Objective: This study was designed to investigate the role of zinc administration in treatment of tinnitus.
Study design: Randomized, prospective, placebo-controlled study.
Setting: Patients with tinnitus were admitted to the ear, nose, and throat clinic of the authors' hospital.
Patients: Patients with tinnitus with no know pathologic conditions of the ear, nose, and throat; the mean age of 28 patients receiving zinc was 51.2 years, and that of 13 patients given placebo was 55 years.
Intervention: Blood zinc levels were measured. Frequency was detected by audiometry, and loudness of tinnitus was screened by tinnitus match test. A questionnaire that scored tinnitus subjectively between 0 and 7 was given to patients before zinc treatment. After 2 months of treatment (zinc 50 mg daily to zinc group, placebo pill containing starch to placebo group), all of the tests were performed again. There was no difference in age, sex, duration of tinnitus, and affected ears between the patients treated with zinc and those treated with placebo. Blood zinc levels were lower than normal in 31% of patients before treatment.

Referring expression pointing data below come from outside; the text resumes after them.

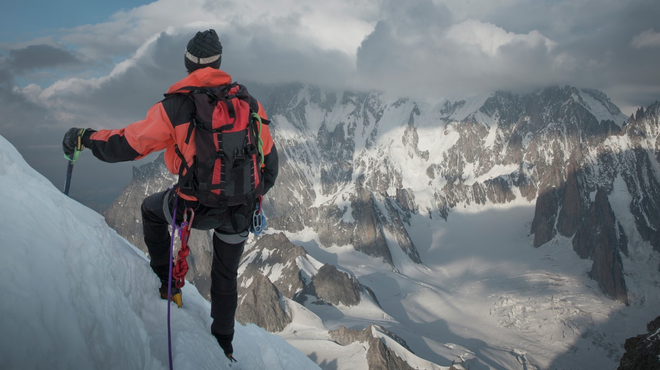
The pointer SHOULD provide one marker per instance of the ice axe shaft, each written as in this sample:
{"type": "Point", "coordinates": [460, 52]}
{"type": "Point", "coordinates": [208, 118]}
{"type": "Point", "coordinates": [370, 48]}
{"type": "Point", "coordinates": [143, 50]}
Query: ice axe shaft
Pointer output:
{"type": "Point", "coordinates": [67, 182]}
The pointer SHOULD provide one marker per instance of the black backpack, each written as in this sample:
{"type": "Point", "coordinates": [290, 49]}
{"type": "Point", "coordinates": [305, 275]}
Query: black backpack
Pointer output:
{"type": "Point", "coordinates": [226, 169]}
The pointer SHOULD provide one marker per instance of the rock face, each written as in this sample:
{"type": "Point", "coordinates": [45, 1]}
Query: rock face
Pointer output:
{"type": "Point", "coordinates": [643, 351]}
{"type": "Point", "coordinates": [275, 269]}
{"type": "Point", "coordinates": [356, 167]}
{"type": "Point", "coordinates": [580, 207]}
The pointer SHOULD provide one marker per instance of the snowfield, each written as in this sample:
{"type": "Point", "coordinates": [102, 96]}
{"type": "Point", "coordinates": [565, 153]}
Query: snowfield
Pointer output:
{"type": "Point", "coordinates": [75, 295]}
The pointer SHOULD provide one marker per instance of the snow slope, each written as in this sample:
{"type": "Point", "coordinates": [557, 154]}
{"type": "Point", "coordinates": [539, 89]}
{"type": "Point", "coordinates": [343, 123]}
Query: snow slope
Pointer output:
{"type": "Point", "coordinates": [75, 295]}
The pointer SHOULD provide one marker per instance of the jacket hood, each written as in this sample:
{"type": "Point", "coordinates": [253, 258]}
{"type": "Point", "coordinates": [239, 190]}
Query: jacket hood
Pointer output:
{"type": "Point", "coordinates": [203, 77]}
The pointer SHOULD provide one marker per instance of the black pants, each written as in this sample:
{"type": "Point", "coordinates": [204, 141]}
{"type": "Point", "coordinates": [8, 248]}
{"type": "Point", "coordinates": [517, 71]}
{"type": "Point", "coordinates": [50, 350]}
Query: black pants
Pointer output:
{"type": "Point", "coordinates": [230, 227]}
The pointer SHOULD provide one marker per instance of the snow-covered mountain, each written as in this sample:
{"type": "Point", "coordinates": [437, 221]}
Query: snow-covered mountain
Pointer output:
{"type": "Point", "coordinates": [504, 231]}
{"type": "Point", "coordinates": [75, 295]}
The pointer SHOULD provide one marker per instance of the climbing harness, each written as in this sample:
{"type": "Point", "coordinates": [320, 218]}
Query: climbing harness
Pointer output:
{"type": "Point", "coordinates": [259, 223]}
{"type": "Point", "coordinates": [181, 265]}
{"type": "Point", "coordinates": [178, 270]}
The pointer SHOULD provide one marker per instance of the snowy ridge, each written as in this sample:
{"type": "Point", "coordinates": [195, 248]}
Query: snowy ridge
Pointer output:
{"type": "Point", "coordinates": [78, 296]}
{"type": "Point", "coordinates": [432, 209]}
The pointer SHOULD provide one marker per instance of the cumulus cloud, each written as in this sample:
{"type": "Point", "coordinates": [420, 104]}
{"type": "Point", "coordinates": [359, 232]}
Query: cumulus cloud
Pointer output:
{"type": "Point", "coordinates": [645, 39]}
{"type": "Point", "coordinates": [490, 38]}
{"type": "Point", "coordinates": [39, 56]}
{"type": "Point", "coordinates": [110, 73]}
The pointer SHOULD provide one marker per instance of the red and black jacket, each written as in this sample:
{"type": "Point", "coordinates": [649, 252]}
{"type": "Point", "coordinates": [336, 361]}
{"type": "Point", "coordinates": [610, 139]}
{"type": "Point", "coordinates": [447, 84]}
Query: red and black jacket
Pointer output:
{"type": "Point", "coordinates": [166, 124]}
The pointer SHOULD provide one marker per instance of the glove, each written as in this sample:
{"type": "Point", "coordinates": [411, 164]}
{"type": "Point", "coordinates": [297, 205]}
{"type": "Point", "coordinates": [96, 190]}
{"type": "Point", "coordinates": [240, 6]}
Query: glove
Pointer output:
{"type": "Point", "coordinates": [72, 141]}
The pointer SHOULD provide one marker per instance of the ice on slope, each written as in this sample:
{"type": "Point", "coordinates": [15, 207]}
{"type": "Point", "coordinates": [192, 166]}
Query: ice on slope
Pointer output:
{"type": "Point", "coordinates": [75, 295]}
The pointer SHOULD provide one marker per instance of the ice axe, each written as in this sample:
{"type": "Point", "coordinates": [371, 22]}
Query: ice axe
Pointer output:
{"type": "Point", "coordinates": [72, 161]}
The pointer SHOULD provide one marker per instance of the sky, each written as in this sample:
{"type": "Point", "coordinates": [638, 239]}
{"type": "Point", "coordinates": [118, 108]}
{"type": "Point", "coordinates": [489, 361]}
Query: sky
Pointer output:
{"type": "Point", "coordinates": [65, 306]}
{"type": "Point", "coordinates": [103, 65]}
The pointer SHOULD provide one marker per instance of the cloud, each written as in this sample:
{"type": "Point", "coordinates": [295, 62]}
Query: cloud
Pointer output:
{"type": "Point", "coordinates": [646, 39]}
{"type": "Point", "coordinates": [110, 73]}
{"type": "Point", "coordinates": [490, 38]}
{"type": "Point", "coordinates": [39, 56]}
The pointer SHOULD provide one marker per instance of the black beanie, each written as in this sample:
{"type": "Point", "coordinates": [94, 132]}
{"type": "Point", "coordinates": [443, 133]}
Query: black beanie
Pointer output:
{"type": "Point", "coordinates": [203, 50]}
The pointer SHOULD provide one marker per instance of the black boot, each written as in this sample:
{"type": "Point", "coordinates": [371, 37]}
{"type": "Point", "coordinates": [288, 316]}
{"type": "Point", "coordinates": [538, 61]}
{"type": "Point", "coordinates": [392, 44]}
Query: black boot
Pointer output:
{"type": "Point", "coordinates": [224, 340]}
{"type": "Point", "coordinates": [163, 273]}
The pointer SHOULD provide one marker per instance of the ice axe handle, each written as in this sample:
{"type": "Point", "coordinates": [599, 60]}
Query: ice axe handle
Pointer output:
{"type": "Point", "coordinates": [67, 182]}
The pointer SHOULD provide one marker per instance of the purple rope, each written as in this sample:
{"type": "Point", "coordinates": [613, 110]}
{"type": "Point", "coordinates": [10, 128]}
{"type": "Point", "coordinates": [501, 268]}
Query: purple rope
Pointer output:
{"type": "Point", "coordinates": [169, 286]}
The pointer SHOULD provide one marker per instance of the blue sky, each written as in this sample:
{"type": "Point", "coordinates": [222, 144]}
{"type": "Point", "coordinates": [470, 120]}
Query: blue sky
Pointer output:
{"type": "Point", "coordinates": [30, 19]}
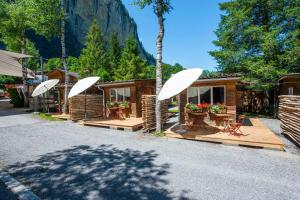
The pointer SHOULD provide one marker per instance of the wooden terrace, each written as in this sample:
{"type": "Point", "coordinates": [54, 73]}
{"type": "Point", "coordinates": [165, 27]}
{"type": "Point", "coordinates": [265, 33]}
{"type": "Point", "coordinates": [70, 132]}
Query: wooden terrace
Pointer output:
{"type": "Point", "coordinates": [256, 135]}
{"type": "Point", "coordinates": [128, 124]}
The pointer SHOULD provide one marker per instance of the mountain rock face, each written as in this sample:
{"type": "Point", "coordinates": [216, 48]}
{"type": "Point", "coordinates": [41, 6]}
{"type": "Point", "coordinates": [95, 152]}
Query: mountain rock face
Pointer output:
{"type": "Point", "coordinates": [111, 15]}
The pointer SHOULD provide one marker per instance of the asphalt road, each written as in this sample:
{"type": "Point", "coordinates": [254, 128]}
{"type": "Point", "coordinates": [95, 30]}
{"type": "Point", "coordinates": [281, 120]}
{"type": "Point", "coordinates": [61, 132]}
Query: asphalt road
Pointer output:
{"type": "Point", "coordinates": [63, 160]}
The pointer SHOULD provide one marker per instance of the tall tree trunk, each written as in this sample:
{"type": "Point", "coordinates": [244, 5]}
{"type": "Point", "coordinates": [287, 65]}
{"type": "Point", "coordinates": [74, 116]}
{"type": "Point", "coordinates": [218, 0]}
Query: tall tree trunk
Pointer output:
{"type": "Point", "coordinates": [24, 69]}
{"type": "Point", "coordinates": [159, 46]}
{"type": "Point", "coordinates": [64, 55]}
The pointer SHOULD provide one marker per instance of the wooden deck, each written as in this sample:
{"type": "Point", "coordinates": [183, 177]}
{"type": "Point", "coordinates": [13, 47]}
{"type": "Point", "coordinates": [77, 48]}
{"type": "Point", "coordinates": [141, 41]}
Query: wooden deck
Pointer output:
{"type": "Point", "coordinates": [61, 116]}
{"type": "Point", "coordinates": [257, 135]}
{"type": "Point", "coordinates": [129, 124]}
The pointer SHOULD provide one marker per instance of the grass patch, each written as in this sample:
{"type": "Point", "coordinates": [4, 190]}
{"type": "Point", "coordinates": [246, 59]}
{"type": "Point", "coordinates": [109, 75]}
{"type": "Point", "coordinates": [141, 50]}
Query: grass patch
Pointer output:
{"type": "Point", "coordinates": [47, 117]}
{"type": "Point", "coordinates": [159, 134]}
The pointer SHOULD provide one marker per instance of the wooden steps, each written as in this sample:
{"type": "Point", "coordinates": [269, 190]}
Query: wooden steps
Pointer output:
{"type": "Point", "coordinates": [256, 136]}
{"type": "Point", "coordinates": [129, 124]}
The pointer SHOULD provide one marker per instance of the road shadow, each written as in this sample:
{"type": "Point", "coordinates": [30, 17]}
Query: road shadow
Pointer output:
{"type": "Point", "coordinates": [104, 172]}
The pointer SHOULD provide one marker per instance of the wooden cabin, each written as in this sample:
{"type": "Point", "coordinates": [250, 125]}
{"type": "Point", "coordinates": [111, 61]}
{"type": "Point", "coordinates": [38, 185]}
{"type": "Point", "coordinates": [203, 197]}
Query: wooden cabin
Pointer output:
{"type": "Point", "coordinates": [212, 90]}
{"type": "Point", "coordinates": [289, 84]}
{"type": "Point", "coordinates": [130, 91]}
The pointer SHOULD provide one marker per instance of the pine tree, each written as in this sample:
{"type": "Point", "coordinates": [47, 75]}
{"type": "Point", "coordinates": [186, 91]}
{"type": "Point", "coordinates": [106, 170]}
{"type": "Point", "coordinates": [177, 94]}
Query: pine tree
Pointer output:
{"type": "Point", "coordinates": [259, 38]}
{"type": "Point", "coordinates": [114, 53]}
{"type": "Point", "coordinates": [93, 59]}
{"type": "Point", "coordinates": [131, 66]}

Main outcome measures: A decrease in tinnitus loudness by at least 10 dB was accepted as clinically favorable progress. A decrease of more than 1 point in subjective tinnitus scoring was accepted as valid.
Results: Clinically favorable progress was detected in 46.4% of patients given zinc. Although this decrease was not statistically significant, the severity of subjective tinnitus decreased in 82% of the patients receiving zinc. The mean of subjective tinnitus decreased from 5.25 +/- 1.08 to 2.82 +/- 1.81 ( < 0.001). However, the decrease in severity of the tinnitus was not significant in patients receiving placebo.
Conclusion: It can be concluded that patients with tinnitus may have low blood zinc levels (31%) and clinical and subjective improvement can be achieved by oral zinc medication. However, it remains to be seen whether the longer duration of treatment has more significant results.